Social evaluation is natural
Comparing oneself to others is as natural a human trait as eating, breathing, or sleeping. Most often this obsession to compare our strengths and weaknesses against that of other people is an automatic thing. I do it all the time without even thinking about it.
When I meet a person for the first time, I unconsciously have them figured out within seconds. Everything from their physical looks, to their facial expressions, to the way they walk and talk. I immediately classify them according to countless criteria. How I interact with this person will be entirely based upon this “evaluation”.
This is not to say that the conclusions I arrive at are accurate. Many times they are not. I rely solely on my own knowledge, experience, and pre-conceived notions. The problem here is that my interpretation is not always correct.
I usually give them a quick “once-over” and compare whatever assets and deficiencies they have against my own. Why do I do this?

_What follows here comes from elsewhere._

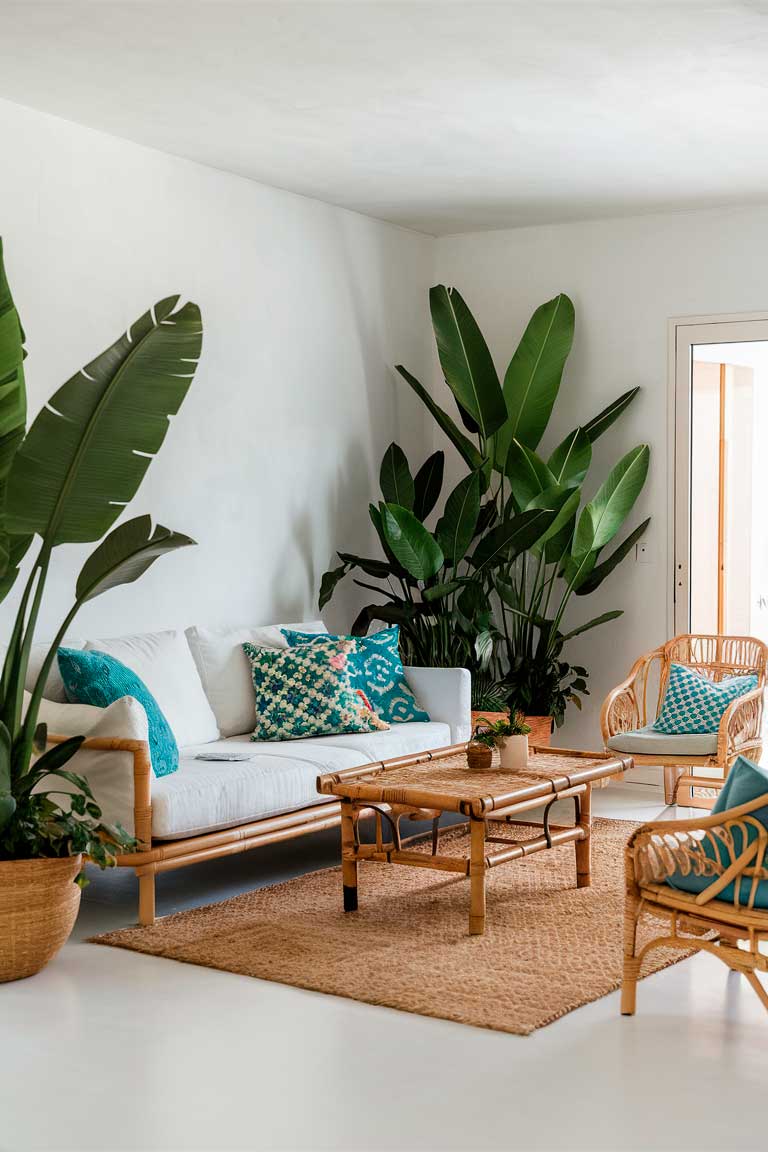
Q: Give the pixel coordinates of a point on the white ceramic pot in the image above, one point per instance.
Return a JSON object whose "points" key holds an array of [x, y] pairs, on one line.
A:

Well, as far as I can figure, I have a need to establish my social position.
I unconsciously compare looks, intelligence, and abilities at the speed of light, and then govern myself accordingly.

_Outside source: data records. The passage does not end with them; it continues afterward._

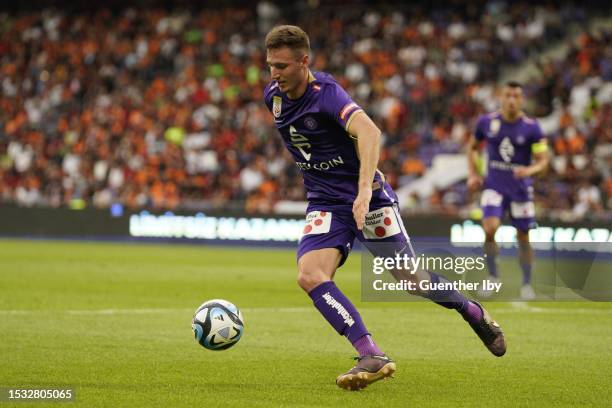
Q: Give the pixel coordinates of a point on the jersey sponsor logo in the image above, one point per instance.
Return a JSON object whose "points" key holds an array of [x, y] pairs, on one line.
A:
{"points": [[522, 210], [300, 142], [381, 223], [491, 198], [321, 166], [317, 222], [277, 106], [506, 149]]}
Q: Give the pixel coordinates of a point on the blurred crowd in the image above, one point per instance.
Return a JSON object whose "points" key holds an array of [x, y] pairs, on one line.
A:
{"points": [[162, 109]]}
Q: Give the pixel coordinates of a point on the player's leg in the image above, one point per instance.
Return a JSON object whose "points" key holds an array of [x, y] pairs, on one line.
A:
{"points": [[493, 205], [490, 248], [321, 251], [386, 236], [315, 273], [522, 215], [526, 262], [490, 224]]}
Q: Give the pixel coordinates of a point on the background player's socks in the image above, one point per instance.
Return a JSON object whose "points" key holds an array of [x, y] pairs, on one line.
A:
{"points": [[338, 311], [365, 346], [453, 299], [490, 250], [526, 267]]}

If I feel that this person is “better” than me, in any way, I tend to build walls, and the very familiar cycle of negative thoughts and social anxiety starts to work its magic. All this depends, of course, upon how great the perceived gap is between me and whomever I am comparing myself to. Notice the word, “perceived” here.
I think people have a basic need to establish where they stand in relation to others in social situations. In my case, having very low self-esteem always made me feel inferior to just about everyone I met.
For the longest time, I tried to avoid comparing myself to others, but it couldn’t be done. For me, and I think most of us, it’s just an automatic thing. Besides, I eventually discovered that the problem wasn’t that I was comparing myself to people; it was the way I perceived myself and others.